Il titolo, “Progettiamo il rilancio”, contiene un verbo, “progettare”, che richiede competenze poco frequenti nel mondo della politica. E un sostantivo, “rilancio”, già utilizzato per un decreto semi fallimentare: dai numeri ridicoli delle regolarizzazioni dei migranti al “super-ecobonus” per l’edilizia, che senza correttivi importanti, come quelli suggeriti da Legambiente e Fillea, rischia di fare felici soltanto gli speculatori, con imprese pronte a “gonfiare” preventivi e costi. Leggendo le schede della presidenza del Consiglio per gli “Stati generali dell’economia”, mi è tornato, così, in mente un diffuso detto popolare: parla come mangi. Non solo semplicemente, ma soprattutto di quello che conosci davvero.
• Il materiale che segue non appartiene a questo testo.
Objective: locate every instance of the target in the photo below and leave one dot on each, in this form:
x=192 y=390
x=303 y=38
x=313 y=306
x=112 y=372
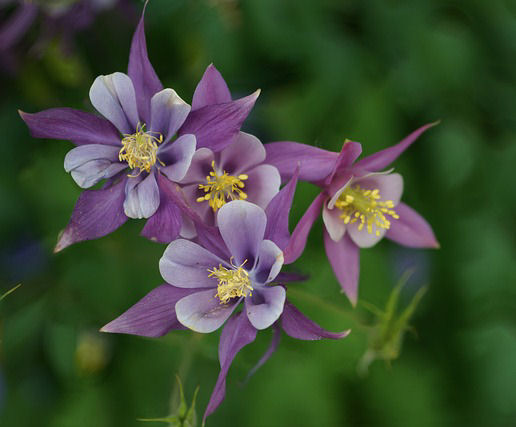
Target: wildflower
x=237 y=172
x=136 y=133
x=359 y=204
x=207 y=282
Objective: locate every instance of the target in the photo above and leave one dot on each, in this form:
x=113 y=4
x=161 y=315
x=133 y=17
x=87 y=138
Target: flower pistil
x=233 y=282
x=140 y=149
x=220 y=188
x=363 y=205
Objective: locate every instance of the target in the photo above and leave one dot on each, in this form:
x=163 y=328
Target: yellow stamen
x=220 y=188
x=364 y=206
x=140 y=149
x=233 y=282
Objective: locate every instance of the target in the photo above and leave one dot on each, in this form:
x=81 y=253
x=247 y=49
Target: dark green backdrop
x=370 y=71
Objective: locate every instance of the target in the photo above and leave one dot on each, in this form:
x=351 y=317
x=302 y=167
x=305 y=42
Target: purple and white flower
x=132 y=147
x=206 y=283
x=360 y=205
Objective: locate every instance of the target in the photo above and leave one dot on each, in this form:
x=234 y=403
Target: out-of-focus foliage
x=370 y=71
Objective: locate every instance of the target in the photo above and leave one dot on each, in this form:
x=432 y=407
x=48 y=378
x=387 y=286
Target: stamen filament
x=221 y=188
x=364 y=206
x=233 y=282
x=140 y=149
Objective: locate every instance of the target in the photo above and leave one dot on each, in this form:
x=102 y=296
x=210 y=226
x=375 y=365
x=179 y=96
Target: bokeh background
x=371 y=71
Sarei curioso di sapere, per esempio, quali sono per chi ha preparato la scheda, le differenze tra i due aggettivi utilizzati nel titolo: “Un paese più verde e sostenibile”. O quelle che intravede, sempre nella stessa scheda, tra “economia circolare” (ignorata nelle slide sulle filiere produttive italiane, pur vantando il nostro Paese numeri da primato europeo) e “Green economy”. Ho il sospetto, temo fondato, che si tratti di parole entrate ormai in una sorta di “slang” a cui si fa ricorso senza sapere esattamente di che cosa si stia parlando. Solo perché è di moda. Fa “figo”.
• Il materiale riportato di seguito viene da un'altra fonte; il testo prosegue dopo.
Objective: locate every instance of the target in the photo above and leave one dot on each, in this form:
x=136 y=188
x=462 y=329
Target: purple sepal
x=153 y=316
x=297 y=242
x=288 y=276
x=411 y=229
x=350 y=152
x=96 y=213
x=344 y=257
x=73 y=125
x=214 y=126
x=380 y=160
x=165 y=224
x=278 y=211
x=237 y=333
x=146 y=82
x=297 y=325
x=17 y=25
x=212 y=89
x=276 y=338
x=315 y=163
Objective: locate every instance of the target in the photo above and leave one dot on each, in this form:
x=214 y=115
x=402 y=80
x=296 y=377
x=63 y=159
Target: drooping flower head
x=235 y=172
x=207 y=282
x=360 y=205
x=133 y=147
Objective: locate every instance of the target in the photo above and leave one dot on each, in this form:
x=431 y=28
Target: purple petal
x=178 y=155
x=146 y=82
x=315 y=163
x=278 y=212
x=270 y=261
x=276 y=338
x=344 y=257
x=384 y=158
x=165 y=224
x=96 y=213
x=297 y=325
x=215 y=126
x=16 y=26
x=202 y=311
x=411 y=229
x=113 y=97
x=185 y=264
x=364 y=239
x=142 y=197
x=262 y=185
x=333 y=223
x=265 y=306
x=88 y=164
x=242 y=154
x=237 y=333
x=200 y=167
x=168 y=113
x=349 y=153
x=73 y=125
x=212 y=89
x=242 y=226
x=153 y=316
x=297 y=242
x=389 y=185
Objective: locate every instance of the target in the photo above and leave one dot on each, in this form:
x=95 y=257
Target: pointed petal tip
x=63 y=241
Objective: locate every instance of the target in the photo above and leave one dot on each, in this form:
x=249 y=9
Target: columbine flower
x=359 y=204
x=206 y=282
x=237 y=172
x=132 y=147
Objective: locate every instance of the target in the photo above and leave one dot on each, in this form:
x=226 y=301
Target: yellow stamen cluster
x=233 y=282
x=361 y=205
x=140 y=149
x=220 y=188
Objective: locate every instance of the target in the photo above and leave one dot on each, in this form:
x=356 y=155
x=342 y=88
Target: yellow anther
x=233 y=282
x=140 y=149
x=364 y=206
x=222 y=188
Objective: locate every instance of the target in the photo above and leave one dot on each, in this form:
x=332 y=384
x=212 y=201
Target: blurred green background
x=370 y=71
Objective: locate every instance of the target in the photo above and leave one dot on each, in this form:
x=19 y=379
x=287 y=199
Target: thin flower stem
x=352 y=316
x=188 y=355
Un’altra spia dell’approssimazione culturale che regna nelle “stanze del Potere” si accende nella slide “Un paese con infrastrutture più sicure ed efficienti”, dove figurano il “rilancio dell’edilizia urbana e rurale”, quello dell’impiantistica sportiva ma non gli interventi sui disastrati e insicuri edifici scolastici del nostro Paese. La cui “modernizzazione”, altro termine abusato, spunta nella slide “Investiamo nella formazione e nella ricerca” ma all’ultimo posto dopo “Cooperazione internazionale nella ricerca”. Quasi che qualcuno, rileggendola, si sia detto: cacchio, manca l’edilizia scolastica!
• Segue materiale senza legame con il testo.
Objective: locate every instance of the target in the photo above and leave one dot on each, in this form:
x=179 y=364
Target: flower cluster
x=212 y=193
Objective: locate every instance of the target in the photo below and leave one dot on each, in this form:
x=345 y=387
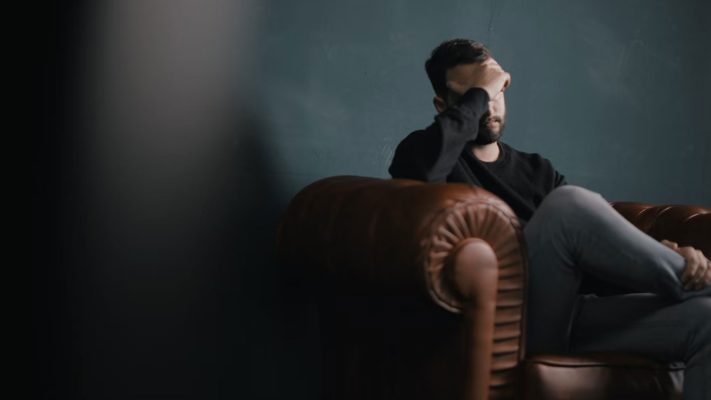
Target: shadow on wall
x=267 y=325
Va ancora peggio con un’altra leva fondamentale della transizione ecologica, sia della pubblica amministrazione che del sistema imprenditoriale: il green public procurement, in sigla Gpp. L’Italia è l’unico Paese europeo ad aver introdotto nel 2016 l’obbligo di adottare i Criteri ambientali minimi in tutte le gare d’appalto per l’acquisto di beni e servizi. Ma chi ha scritto le due slide dedicate al “Piano integrato di sostegno alle filiere produttive italiane” evidentemente non lo sa. E del Gpp non c’è traccia. Stessa sorte anche per gli strumenti della finanza sostenibile, dai green bond, a cui fa ricorso persino la Banca d’Italia, ai social impact bond.
Non era andata troppo bene neppure con il famoso “Piano Colao”, dove la voce “sviluppo sostenibile” è stata declinata come “sostegno al Terzo settore”. Fa quasi tristezza pensare alla definizione che ne diede nel 1987 la Commissione mondiale per l’ambiente e lo sviluppo delle Nazioni unite, nel rapporto “Our common future”: il soddisfacimento dei bisogni della generazione presente senza compromettere la possibilità delle generazioni future di realizzare i propri. Una rivoluzione, se pensiamo che ogni anno il cosiddetto “Overshoot day”, cioè il giorno in cui consumiamo le risorse che la Terra è in grado di rigenerare, arriva sempre prima.
Peccato, perché mai come in questa difficilissima era della convivenza con il coronavirus è stato così frequente e significativo, in documenti e interventi istituzionali, il ricorso a termini come “rivoluzione verde”, “green deal”, “transizione energetica”. Dovrebbero alimentare le speranze di chi, a partire dai giovani dei Friday for future, pretende cambiamenti immediati, concreti e misurabili. E invece rischiano di essere svuotati di senso, trasformati nel vocabolario “soporifero” con cui stemperare gli inevitabili conflitti tra interessi diversi che la politica e il mondo delle imprese hanno il dovere di affrontare, facendo le scelte giuste e con la necessaria radicalità. È una sfida che riguarda anche noi, chiamati a conoscere meglio le conseguenze dei nostri stili di vita e le alternative possibili. Con la differenza che non abbiamo la responsabilità di governare un Paese.